Lets suppose the year is 1900. A whole catalog of Rifles, Shotguns and Options are available through your local hardware store or sporting goods store.
Lets suppose you order a nice Model 1895 with
28" barrel
30-40Krag chamber
Engraved receiver
Carved stock and forend or if you like one of the fancy checkering patterns
Fancy combo front sight and rear tang sight
A++ Walnut, Ebony cap
Crescent Butt plate
etc.
Anyone have a clue how long it might have taken the factory to deliver such a wonder new toy? (disregarding actual shipping time)
Would this be a month, 2 or 6?
Good Morning Mark,
It seems that Marks think along the same path.
I often wondered about the same subject. Going to the Hardware Store on a Saturday Morning,meeting your friends and store owner,huddled around the potbelly stove with coffee brewing on top of it. The main subject is Special Ordering a Winchester Rifle,as everybody gazes at the Standard Winchesters that the Hardware Store has in the rack behind the counter.The coffee is done and in walks the Winchester Salesman with the latest Catalog from Winchester with all the available Options and Accessories. All the guys have now turned away from the heat from the potbelly stove to huddle around the Winchester Salesman to view the pictures in the Catalog, the Salesman says I’ll be right back, walks out to his wagon and comes back in with a Cased Special Order Winchester Sample. Different topics are asked the Salesman about every Model and he is overwhelmed, finally everybody calms down and each Winchester enthusiast gets a chance to order their Special Winchester with whatever Options they want.
As for a time frame on receiving your Special Order Winchester,not having to wait for shipping, I would Guess one Week maybe two.
Instead of being born in the 20th century and the Space Age,
I wish I was born in the 19th century to witness the Industrial Revaluation.
Enjoy the Day, hokie (Mark)
"I Would Have Rather Lived Through The Industrial Revaluation"
"Instead of The Space Age"
From
The Twilight Zone
Another thing I have been wondering is what businesses were the big Winchester Retailers. Were they in places like Cheyenne, Wyoming or were they at Abercrombie and Fitch in NEW YORK? Who had the equivalent of 1900’s Cabelas gun wall? Or were almost all sales through small outlets.

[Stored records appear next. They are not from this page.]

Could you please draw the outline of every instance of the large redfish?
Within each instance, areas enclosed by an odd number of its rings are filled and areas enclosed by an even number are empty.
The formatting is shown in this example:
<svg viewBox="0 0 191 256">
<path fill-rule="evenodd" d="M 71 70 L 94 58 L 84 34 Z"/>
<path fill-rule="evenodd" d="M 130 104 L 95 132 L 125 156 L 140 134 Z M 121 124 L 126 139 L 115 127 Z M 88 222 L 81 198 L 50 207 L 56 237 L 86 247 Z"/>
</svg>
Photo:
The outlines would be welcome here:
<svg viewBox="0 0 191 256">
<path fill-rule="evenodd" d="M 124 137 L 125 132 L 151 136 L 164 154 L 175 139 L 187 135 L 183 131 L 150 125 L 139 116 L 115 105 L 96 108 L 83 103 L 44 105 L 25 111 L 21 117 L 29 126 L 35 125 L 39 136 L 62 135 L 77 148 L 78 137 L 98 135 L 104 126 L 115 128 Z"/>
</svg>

I know Sears was a big retailer but then that would have been mail order.
Mark,
Winchester had its own New York office and store, another in San Francisco. The Browning Brother shop in Odgen, UT was also a notable retailer of Winchester firearms. E.C. Meachum in St. Louis was also a very larger retailed of Winchester products.
Bert
WACA Historian & Board of Director Member #6571L
Observing the often very short time span between a special order rifle being received in the warehouse, and it being shipped (often about one or two business days), I would infer that special orders were given first priority. So a letter requesting a particular special order rifle might take two weeks max to get to the factory, and work would likely begin within one week of receiving the order. The build of the rifle would be hard to standardize, due to the possibility of checkering, case hardening, non-standard barrel lengths, and so forth. Let’s say one month max.
There you have it, almost entirely conjecture based only on the short turn around time between received in warehouse and shipped.